Figure 6. Loss of CSF‐1R reduces BBB integrity

1. A–C

   (A) IHC of ALSP patient post‐mortem tissue for amyloid‐β (green) and CLD5 (red), (B) human IgG (green) and PDGFRβ (red), (C) GFAP (green) and CLD5 (red). ΔA781_N783 and P824R indicate the CSF‐1R variant present.

2. D–H

   (D) Iba1 (green) and GFAP (red), (E) amyloid‐β (green) and CD68 (red), (F) CD163 (green) and CLD5 (red), (G) fibrinogen (green) and CLD5 (red) and (H) FLAIR imaging of an ALSP patient with the ΔA781_N783 CSF‐1R variant. ΔA781_N783 and P824R indicate the CSF‐1R variant present.

3. I

   T1‐weighted DCE‐MRI of an ALSP patient with the ΔA781_N783 CSF‐1R variant. Colormetric scale indicates the slope of the quantified Gd‐BOPTA accumulation, as an indicator of BBB permeability.

4. J

   Susceptibility weighted imaging (SWI) of an ALSP patient with the ΔA781_N783 CSF‐1R variant showing iron deposition.

Data information: Note that Fig 6C and F are shown again in Fig EV1 for ease of comparison.

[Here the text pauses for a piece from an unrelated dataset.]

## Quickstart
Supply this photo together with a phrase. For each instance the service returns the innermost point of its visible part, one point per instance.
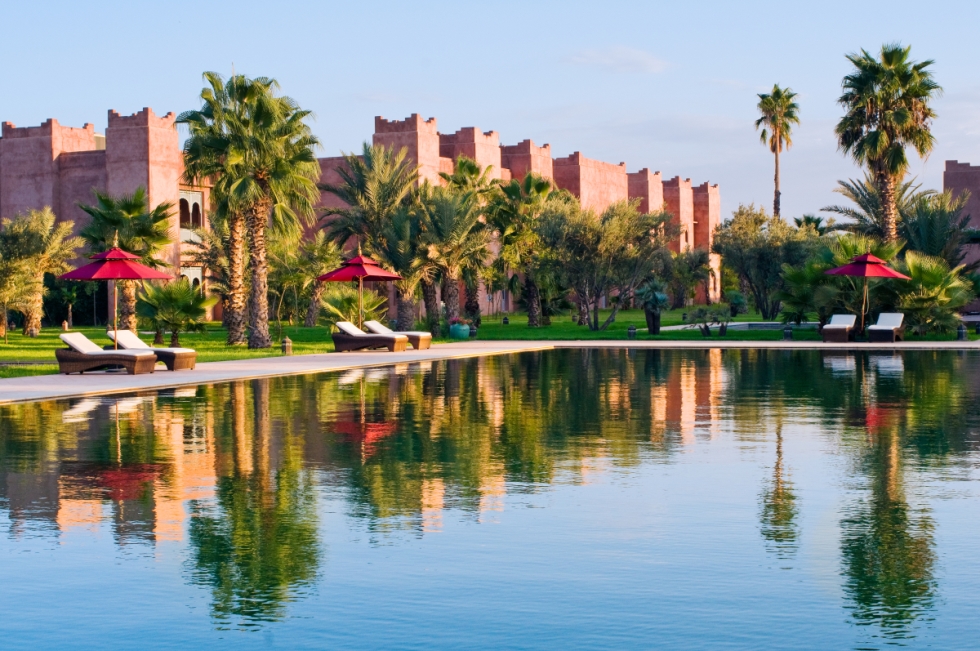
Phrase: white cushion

Figure EV5. PLX3397 reduces tight junction expression

1. A, B

   Western blot of lysates from PLX3397 treated b.End3 cells for tight junction proteins ZO‐1, Occludin and Claudin‐5 (A). The horizontal line indicates untreated cells, with increasing PLX3397 concentrations (5, 10, 20 μM). Corresponding densitometry is given in (B). (One‐way ANOVA with Dunnett’s post‐test for multiple comparisons, *P < 0.05, **P < 0.005, ***P < 0.0005, n = 3 independent experiments, error bars indicate SEM)

2. C

   Gene expression changes at 24 (top) and 48 (bottom) h in PLX3397 treated b.End3 cells shown by qPCR for Tjp1, Ocln and Cldn5 (*P < 0.05, **P < 0.006, n = 3 independent experiments one‐way ANOVA with Dunnett’s post‐test, error bars indicate SEM).

3. D

   qPCR analysis of tight junction and CSF‐1R pathway gene expression changes at 24 h in PLX3397 treated MBECs (one‐way ANOVA with Dunnett’s post‐test for multiple comparisons, **P < 0.009, n = 3 independent experiments, error bars indicate SEM).

4. E

   FITC‐4kDA transwell permeability assay of primary mouse microvascular endothelial cells (MBECs) treated for 24 h with PLX3397 at indicated doses (one‐way ANOVA with Dunnett’s correction, n = 3 technical replicates for flux assay, one‐way ANOVA with Dunnett’s post‐test for multiple comparisons, **P = 0.0012, error bars indicate SEM).